バルコニーで夜空を見上げながら
ゲールも又、過去を思い返していた。
まだ自分達が【研究所】で生活していた頃。
目覚めたばかりの自分の事を
色々と世話してくれたのはシーニーだった。
ゲールより5年前に目を覚まし
それ以降は仲間が目覚めるのを待っていたと
彼は静かに語ってくれた。
【志穂】の事はその時に知った。
彼女が自分を蘇らせてくれた事。
そして、肝心の彼女は未だ
深い眠りの中に居るという事も。
「いつかは目覚めてくれると思うが」
治療カプセルの中で眠りに就く志穂を見つめながら
シーニーは悲しそうな表情を浮かべていた。
「目覚めた時、果たして何年経過してるか。
その辺りが懸念材料やな」
= どうして? =
「…彼女はな。
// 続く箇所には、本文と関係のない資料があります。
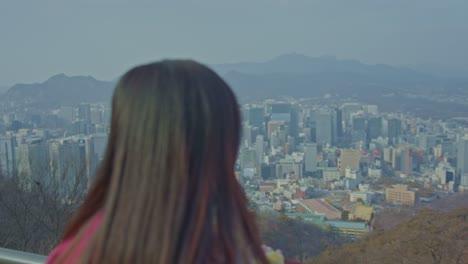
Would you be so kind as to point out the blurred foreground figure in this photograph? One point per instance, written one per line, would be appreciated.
(166, 190)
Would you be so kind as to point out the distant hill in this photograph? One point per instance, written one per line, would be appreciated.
(303, 76)
(294, 75)
(429, 237)
(60, 89)
(3, 89)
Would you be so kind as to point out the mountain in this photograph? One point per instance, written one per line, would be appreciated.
(294, 75)
(300, 64)
(429, 237)
(303, 76)
(3, 89)
(60, 89)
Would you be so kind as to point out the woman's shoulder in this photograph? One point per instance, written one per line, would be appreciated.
(80, 241)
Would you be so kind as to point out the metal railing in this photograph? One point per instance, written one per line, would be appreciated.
(9, 256)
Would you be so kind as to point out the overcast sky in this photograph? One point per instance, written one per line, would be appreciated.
(40, 38)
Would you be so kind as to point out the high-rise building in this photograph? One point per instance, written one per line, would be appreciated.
(73, 163)
(256, 116)
(400, 194)
(310, 157)
(462, 161)
(394, 129)
(279, 108)
(349, 158)
(32, 161)
(289, 167)
(359, 123)
(259, 149)
(294, 122)
(324, 128)
(374, 127)
(7, 156)
(100, 145)
(337, 126)
(84, 112)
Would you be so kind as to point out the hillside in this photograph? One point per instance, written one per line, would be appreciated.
(429, 237)
(293, 75)
(60, 89)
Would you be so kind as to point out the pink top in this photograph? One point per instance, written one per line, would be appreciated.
(74, 256)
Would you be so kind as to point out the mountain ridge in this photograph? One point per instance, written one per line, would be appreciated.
(292, 74)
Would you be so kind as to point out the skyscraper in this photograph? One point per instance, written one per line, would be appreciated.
(337, 126)
(7, 156)
(310, 157)
(462, 161)
(374, 127)
(32, 161)
(259, 149)
(256, 116)
(84, 112)
(324, 128)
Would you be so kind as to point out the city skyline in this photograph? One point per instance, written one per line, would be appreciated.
(104, 45)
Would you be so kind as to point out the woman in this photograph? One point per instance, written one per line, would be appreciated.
(166, 190)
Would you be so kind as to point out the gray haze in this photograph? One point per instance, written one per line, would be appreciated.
(39, 38)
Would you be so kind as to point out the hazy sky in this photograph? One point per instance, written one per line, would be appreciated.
(39, 38)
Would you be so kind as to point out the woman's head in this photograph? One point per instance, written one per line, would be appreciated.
(167, 183)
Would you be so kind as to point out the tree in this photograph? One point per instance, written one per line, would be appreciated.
(35, 208)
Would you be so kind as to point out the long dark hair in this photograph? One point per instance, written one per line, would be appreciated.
(166, 185)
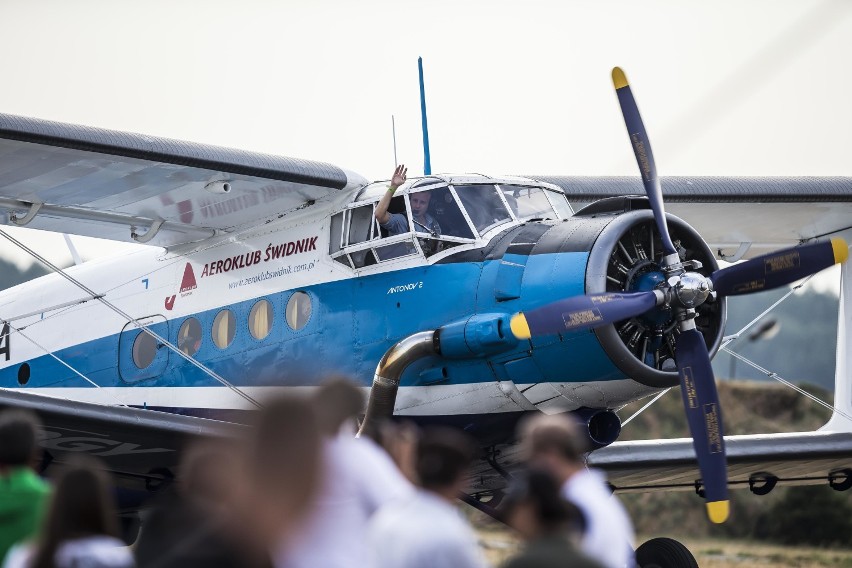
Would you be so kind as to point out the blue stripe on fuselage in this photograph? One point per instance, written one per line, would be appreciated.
(353, 323)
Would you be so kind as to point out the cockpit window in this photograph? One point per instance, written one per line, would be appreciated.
(447, 213)
(362, 224)
(528, 202)
(484, 206)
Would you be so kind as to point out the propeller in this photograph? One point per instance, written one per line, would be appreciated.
(584, 312)
(682, 290)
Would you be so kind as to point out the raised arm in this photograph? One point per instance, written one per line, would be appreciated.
(399, 177)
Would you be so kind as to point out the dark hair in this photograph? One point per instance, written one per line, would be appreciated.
(285, 450)
(556, 434)
(337, 400)
(443, 456)
(540, 488)
(82, 505)
(18, 433)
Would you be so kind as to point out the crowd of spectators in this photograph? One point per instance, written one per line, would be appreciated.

亡くなった年で時間が止まっとる。
いつまでも15歳のまんま。
それがどう云う意味か判るか?」
= 成長してないって事? =
「そう。何年経っても若いまま。
それってつまりな
『同じ時代を生きて来た者』との間に
ズレが発生してるって事なんや」
= 同じ年なのに、見た目が全然違って来るとか? =
「そう云う事やな。
彼女は老ける事も無く若いままやけど
同級生はもう中年になっとるよ」
= じゃあ…お話しても通じなかったりする? =
「通じんやろうな。
彼女が眠ってる間にも時間は流れとる。
流行や話題もその都度替わってるんやさかい」
= …可哀想 =
ゲールはそう呟き、涙を流した。
時間に取り残されてしまった少女。
そんな孤独を、彼女は まだ知らない。
「同じ記憶を共有出来る存在、か」
シーニーは静かにそう呟いた。
= 記憶? =
「あぁ。志穂にはもう、家族が居らん。
彼女だけ生き残ってしもうたからな。
学友も、彼女が死んだと認識しとるやろう。
外の世界に出ても、
もう彼女の居場所は何処にも無い。
このまま眠り続けた方が…
志穂にとっては幸せなんかも知れんな」
= そんな事無いよ! =
「?」
= そんな事無い!
目覚めたら、きっと良い事沢山ある! =
ゲールは信じたかった。
志穂には、目の前の少女には
このままで終わって欲しくはなかった。
= 家族が居ないのなら
僕達が家族になれば良い。
これからを皆で楽しく暮らせれば良い =
「ゲール……」
= 僕達が彼女に喜びをプレゼントすれば良い =
「…そう云う考え方も有りやな」
そう言って笑ったシーニーの表情を
ゲールは今でも鮮明に覚えている。
= 僕 信じてる。
きっと皆、幸せになれるって =
少しずつ、事態は好転している。
ゲールはそれを信じて、今も戦い続けている。
何よりも自分だけは決して諦めない。
温和な彼の、秘めた覚悟が其処に在った。